1. **Extract shop domain** if provided (ensure it ends with `.myshopify.com`) - **optional**
2. **Extract tracingId** if user wants to trace a specific request - **optional**
3. **Determine query type** - shop-specific, errors-only, or request-trace based on user request
4. **Determine time range** - default 1 day, adjust if user specifies
5. **Execute query** across all three log groups
6. **Poll for completion** - check query status until Complete
7. **Parse and present results** - highlight errors, warnings, and relevant events
8. **Summarize findings** - provide concise analysis of what the logs show

## Query Modifications

Adapt the query based on user needs:

- **Errors only:** Add `| filter level = 'ERROR'`
- **Trace request:** Filter by `| filter correlationIds.tracingId = '{id}'` and sort ascending
- **Specific message:** Add `| filter message like /pattern/`
- **Different time range:** Adjust `--start-time` accordingly
- **Fewer results:** Reduce limit

## Output Format

Present results concisely:

1. Query executed (shop, time range, filters)
2. Result count
3. Key findings (errors, patterns, notable events)
4. Raw log entries if relevant (truncated if too many)

## Error Handling

- If query times out, suggest narrowing time range or adding filters
- If no results, suggest expanding time range or checking shop domain spelling (if shop-specific)
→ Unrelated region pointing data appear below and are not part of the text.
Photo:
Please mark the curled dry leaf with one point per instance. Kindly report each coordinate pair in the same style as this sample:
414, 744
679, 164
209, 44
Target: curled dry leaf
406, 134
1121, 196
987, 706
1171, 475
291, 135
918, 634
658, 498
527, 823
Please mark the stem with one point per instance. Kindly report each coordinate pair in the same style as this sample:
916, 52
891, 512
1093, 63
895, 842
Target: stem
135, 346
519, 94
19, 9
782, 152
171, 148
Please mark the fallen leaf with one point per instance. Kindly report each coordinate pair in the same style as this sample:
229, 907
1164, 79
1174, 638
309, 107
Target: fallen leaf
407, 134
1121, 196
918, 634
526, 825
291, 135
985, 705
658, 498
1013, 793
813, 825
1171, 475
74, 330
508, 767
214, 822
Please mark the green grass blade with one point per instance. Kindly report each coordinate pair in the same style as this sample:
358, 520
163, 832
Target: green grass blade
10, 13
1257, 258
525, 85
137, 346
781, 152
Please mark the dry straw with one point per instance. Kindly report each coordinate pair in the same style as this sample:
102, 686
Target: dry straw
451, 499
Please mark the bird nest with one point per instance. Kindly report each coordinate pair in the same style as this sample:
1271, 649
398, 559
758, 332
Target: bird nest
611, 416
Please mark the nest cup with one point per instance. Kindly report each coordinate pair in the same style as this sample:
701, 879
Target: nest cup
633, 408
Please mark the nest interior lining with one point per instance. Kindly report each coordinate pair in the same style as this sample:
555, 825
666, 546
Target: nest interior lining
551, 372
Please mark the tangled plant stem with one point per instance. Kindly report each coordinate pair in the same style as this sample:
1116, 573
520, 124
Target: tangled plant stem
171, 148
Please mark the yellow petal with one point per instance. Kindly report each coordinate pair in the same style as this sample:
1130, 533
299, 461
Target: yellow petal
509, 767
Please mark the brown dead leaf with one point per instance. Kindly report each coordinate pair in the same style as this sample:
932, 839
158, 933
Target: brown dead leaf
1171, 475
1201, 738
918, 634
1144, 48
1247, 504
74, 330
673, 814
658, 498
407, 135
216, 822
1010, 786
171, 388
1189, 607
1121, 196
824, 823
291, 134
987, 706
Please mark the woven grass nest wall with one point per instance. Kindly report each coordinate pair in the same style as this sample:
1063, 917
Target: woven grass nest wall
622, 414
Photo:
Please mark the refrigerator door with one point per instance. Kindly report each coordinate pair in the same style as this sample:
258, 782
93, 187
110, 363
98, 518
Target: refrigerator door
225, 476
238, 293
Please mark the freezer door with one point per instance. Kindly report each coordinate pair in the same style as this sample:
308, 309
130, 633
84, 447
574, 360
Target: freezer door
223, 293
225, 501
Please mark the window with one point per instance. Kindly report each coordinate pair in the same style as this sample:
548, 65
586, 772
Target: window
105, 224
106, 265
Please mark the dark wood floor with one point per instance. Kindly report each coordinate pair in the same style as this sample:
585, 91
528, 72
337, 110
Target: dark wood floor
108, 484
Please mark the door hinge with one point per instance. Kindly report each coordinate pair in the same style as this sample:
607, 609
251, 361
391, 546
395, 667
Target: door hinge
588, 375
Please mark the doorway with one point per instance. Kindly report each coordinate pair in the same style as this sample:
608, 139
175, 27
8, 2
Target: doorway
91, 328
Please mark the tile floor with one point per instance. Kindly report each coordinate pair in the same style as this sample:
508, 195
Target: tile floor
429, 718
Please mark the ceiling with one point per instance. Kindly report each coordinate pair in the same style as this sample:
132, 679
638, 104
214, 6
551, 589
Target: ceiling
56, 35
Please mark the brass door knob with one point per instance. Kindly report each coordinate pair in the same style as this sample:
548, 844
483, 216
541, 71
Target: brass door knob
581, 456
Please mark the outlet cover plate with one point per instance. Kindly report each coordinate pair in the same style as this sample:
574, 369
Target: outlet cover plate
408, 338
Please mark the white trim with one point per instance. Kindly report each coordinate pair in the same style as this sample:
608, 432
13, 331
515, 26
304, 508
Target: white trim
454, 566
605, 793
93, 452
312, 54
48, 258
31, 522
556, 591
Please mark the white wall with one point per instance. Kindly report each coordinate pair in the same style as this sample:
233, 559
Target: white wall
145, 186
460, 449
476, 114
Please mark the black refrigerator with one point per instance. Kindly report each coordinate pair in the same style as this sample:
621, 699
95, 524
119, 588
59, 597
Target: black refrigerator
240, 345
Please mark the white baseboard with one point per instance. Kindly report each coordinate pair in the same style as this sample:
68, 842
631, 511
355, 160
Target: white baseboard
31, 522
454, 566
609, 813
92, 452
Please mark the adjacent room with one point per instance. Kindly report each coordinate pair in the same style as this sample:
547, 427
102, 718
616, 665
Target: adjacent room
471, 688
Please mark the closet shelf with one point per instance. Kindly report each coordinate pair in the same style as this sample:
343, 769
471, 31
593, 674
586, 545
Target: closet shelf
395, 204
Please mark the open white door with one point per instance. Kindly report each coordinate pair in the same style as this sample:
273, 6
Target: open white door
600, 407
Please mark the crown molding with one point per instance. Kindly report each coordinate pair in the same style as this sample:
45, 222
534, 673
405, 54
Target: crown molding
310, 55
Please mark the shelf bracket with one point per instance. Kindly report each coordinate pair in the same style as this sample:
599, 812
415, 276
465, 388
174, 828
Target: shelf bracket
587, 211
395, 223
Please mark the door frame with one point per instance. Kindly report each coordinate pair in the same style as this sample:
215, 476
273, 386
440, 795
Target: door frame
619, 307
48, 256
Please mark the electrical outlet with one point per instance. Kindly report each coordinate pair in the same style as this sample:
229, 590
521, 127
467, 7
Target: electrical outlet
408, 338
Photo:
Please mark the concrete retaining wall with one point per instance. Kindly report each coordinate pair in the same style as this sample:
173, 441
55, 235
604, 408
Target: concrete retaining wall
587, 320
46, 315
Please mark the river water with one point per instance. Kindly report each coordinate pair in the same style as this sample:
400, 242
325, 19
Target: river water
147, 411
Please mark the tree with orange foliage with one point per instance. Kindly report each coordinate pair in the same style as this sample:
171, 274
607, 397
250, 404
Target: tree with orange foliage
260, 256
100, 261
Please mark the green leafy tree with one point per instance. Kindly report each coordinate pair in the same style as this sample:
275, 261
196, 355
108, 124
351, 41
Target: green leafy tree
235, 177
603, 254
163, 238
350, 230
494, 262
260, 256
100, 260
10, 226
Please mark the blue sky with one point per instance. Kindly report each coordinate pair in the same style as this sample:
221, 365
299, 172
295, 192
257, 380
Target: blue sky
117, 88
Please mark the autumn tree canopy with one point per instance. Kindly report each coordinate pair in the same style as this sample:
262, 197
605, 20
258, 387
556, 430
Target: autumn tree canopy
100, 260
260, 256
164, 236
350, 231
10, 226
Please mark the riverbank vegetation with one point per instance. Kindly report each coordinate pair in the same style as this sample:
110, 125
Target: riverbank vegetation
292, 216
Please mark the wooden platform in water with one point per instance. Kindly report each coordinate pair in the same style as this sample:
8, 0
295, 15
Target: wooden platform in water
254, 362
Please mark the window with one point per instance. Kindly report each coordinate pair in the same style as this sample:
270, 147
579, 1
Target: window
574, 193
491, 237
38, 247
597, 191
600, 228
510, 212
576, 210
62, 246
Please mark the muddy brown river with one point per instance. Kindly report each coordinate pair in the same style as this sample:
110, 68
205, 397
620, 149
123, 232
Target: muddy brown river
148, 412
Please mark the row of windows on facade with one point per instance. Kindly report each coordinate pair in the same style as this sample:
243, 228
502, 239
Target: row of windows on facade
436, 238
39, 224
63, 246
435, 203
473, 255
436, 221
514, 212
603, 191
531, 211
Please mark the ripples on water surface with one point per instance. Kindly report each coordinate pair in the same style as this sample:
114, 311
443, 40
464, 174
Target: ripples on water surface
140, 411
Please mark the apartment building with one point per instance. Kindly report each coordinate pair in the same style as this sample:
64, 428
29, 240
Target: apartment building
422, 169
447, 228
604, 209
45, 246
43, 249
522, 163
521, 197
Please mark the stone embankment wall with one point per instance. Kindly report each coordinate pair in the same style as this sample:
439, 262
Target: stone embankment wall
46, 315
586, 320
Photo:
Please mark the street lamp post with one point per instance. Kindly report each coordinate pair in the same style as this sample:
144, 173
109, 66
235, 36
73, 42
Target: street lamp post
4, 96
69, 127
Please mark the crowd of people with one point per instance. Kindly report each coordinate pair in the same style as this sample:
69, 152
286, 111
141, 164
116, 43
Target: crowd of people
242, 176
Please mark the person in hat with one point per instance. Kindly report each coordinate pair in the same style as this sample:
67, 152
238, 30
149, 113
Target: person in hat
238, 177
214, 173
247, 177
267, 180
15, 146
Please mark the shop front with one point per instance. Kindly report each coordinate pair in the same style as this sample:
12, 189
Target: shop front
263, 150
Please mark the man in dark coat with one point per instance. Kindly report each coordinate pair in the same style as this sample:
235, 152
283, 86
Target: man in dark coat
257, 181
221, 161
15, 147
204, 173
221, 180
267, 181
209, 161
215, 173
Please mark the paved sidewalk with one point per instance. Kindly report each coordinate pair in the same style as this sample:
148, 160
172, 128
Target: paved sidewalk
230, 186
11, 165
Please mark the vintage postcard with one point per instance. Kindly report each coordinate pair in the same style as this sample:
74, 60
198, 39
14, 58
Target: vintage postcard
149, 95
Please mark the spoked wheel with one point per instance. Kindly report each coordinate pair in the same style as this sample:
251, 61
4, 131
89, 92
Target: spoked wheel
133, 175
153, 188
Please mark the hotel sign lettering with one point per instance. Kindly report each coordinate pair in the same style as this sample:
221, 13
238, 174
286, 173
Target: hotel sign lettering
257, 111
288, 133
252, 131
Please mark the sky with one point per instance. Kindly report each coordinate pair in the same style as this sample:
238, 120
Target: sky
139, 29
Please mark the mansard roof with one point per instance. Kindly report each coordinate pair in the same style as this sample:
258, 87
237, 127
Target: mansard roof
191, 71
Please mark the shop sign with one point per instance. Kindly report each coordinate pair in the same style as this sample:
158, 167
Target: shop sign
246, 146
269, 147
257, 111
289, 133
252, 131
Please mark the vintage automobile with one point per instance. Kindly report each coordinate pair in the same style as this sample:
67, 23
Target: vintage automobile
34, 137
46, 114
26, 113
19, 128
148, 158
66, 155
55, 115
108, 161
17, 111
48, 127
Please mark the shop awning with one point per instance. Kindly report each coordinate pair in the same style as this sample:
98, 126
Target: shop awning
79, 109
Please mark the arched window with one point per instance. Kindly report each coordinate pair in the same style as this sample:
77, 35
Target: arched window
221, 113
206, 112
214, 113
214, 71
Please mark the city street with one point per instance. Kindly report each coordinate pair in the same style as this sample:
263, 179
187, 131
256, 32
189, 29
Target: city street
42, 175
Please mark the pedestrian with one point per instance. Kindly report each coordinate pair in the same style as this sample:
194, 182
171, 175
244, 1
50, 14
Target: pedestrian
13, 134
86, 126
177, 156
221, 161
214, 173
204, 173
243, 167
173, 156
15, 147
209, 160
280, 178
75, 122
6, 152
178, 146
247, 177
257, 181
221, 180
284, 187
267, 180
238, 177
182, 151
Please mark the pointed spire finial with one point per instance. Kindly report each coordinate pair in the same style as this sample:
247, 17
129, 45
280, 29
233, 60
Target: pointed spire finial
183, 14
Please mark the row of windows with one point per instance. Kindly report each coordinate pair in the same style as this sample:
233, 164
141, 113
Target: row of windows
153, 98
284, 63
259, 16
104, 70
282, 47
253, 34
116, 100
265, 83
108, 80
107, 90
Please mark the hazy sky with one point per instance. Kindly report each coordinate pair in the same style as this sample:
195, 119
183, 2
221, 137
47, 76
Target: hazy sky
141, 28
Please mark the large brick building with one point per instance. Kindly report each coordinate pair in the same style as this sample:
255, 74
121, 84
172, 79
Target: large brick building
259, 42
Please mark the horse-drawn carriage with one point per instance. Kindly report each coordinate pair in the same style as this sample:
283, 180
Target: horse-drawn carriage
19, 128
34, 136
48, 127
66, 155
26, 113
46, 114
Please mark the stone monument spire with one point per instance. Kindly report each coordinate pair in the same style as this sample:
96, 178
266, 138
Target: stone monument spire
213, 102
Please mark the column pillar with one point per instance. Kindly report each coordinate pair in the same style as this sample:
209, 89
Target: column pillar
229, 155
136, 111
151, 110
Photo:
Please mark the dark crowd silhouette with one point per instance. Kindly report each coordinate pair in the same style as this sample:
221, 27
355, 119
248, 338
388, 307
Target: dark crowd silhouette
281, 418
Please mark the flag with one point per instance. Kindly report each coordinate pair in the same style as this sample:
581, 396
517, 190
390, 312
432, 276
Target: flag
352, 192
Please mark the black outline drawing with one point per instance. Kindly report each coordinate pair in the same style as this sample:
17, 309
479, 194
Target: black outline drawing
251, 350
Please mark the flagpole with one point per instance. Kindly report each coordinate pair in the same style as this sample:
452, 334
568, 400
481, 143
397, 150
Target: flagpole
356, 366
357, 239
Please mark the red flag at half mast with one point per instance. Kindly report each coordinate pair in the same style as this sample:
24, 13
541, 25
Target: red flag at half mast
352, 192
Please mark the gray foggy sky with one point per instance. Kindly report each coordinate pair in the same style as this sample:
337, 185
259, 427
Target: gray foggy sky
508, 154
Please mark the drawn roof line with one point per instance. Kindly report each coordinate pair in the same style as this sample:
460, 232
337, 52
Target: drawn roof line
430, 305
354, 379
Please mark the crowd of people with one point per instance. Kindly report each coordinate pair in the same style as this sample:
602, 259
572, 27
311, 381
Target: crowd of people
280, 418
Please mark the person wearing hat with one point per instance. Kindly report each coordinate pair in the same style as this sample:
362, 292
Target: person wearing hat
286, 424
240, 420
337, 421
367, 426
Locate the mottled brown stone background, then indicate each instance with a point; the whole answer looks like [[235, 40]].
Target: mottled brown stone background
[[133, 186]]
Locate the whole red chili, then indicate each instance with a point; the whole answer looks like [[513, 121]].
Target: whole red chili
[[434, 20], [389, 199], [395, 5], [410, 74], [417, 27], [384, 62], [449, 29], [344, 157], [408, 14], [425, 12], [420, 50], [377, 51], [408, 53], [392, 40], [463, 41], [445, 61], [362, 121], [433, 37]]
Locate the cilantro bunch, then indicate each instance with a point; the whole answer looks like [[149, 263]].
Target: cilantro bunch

Bonus - Find Errors automatically

My bonus tip: Use the /loop mechanism of claude code (or a CRON job) and let it find error logs automatically. With that, you don't even need to call it yourself. It will find anomalies automatically, correlates it with git commits, and can help you instantly fixing it! This is pure superpower!